Agora é provável que o Produto Interno Bruto (PIB) global no fim de 2021 seja, em muitos casos, ainda menor do que o de 2019, segundo estimativa do HSBC.

Os BCs continuam em alerta para fazer mais. O presidente do Fed, Jerome Powell, alertou que as perspectivas são “extraordinariamente incertas” e a presidente do Banco Central Europeu (BCE), Christine Lagarde, vê uma recuperação “limitada” que mudará partes da economia de forma permanente.

Mas existem bolsões de recuperação que podem ganhar força. Economistas do Morgan Stanley mantêm sua previsão de uma recuperação em “V”, e apontam para surpresas positivas em dados econômicos recentes, especialmente nos EUA e na zona do euro.

Lições sobre como se dá a recuperação são tiradas da Ásia, onde o vírus foi controlado, mas a retomada tem sido desigual. A atividade manufatureira da China subiu em junho, assim como em outros países da região, mas os de novos pedidos continuam fracos.

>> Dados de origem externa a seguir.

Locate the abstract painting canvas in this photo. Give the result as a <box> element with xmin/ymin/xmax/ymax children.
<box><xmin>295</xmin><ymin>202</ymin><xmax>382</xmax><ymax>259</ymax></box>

Essa perspectiva preocupante significa que as empresas caminham às cegas, segundo o presidente da Câmara de Comércio da União Europeia na China, Joerg Wuttke, que espera que a incerteza dure por mais dois anos.

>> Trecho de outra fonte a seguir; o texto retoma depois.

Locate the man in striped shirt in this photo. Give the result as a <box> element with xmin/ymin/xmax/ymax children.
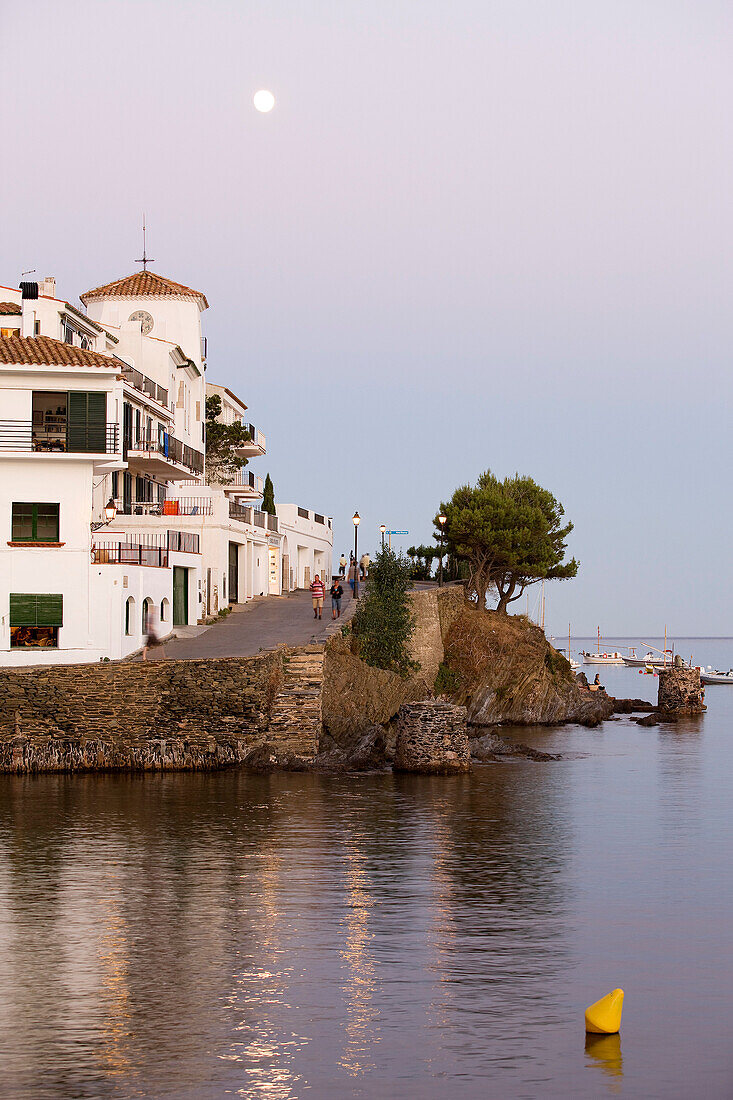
<box><xmin>310</xmin><ymin>573</ymin><xmax>326</xmax><ymax>618</ymax></box>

“A recuperação não é um V, não é um W, ela parece mais com as bordas de uma motosserra”, disse Wuttke. “Para cima e para baixo, para cima e para baixo, e dolorosa ao longo de toda essa trajetória.”

Isso também significa que as economias emergentes em rápida expansão não serão mais as locomotivas do crescimento mundial que têm sido. O Banco Mundial prevê que esse grupo de países encolherá 2,5% em 2020 – seu pior desempenho desde o início da séria histórica em 1960. A América Latina está agora nas linhas de frente da pandemia.

Uma recuperação completa aos níveis anteriores à crise parece impossível até que a covid-19 seja controlada – uma perspectiva que é especialmente verdadeira a setores como turismo, transportes e entretenimento, cuja expectativa é de prolongamento das restrições.

O impacto no mercado de trabalho tem sido pior do que o estimado inicialmente, e não será possível uma recuperação significativa neste segundo semestre mesmo no cenário mais otimista, segundo a Organização Internacional do Trabalho (OIT). Na semana passada, a OIT estimou que a média de horas de trabalho no segundo trimestre foi 14% mais baixa do que antes do vírus, o que equivaleria a uma perda de 400 milhões de vagas de período integral.

“Embora pareça provável que haja um repique de curto prazo na atividade econômica como reação ao abrandamento das medidas de confinamento, nossa expectativa é de que a subsequente retomada seja longa e árdua”, disse Joachim Fels, do fundo hedge Pacific Investment Management (Pimco).

Há ainda outros desafios. Níveis recordes de dívida restringirão o quanto os governos poderão oferecer em termos de apoio adicional – além do estímulo fiscal de US$ 11 trilhões já em andamento.

Os governos discutem como prorrogar ou acabar medidas com curto prazo de alto custo para financiar salários e manter empresas vivas ao mesmo tempo em que se preparam para adotar estímulos de longo prazo destinados a impulsionar uma recuperação.

Essa tomada de crédito não ocorrerá sem que hajam efeitos colaterais, como manter empresas “zumbis” funcionando, de acordo com Alicia Garcia Herrero, economista-chefe para a região Ásia-Pacífico da Natixis.

“Se não houver uma redução da dívida, voltar aos níveis anteriores à crise levará ainda mais tempo”, disse Garcia Herrero.

Enquanto isso, os BCs reduziram as taxas de juro de referência para novas mínimas, com alguns adotando taxas negativas. Em uma tentativa de limitar as taxas de mercado, os BCs vêm comprando vários tipos de ativos e continuam a ajustar seu conjunto de instrumentos de política monetária, sugerindo que podem vir mais inovações pela frente.

Economistas do Morgan Stanley preveem que a expansão acumulada dos balanços patrimoniais dos bancos centrais dos EUA, zona do euro, Japão e do Reino Unido chegue a US$ 13 trilhões até o fim de 2021.

Mesmo assim, ainda é muito cedo para concluir que essas medidas serão suficientes, disse Kazuo Momma, que já foi o responsável pela política monetária do Banco do Japão (BC japonês). “A crise está longe de terminar”, disse.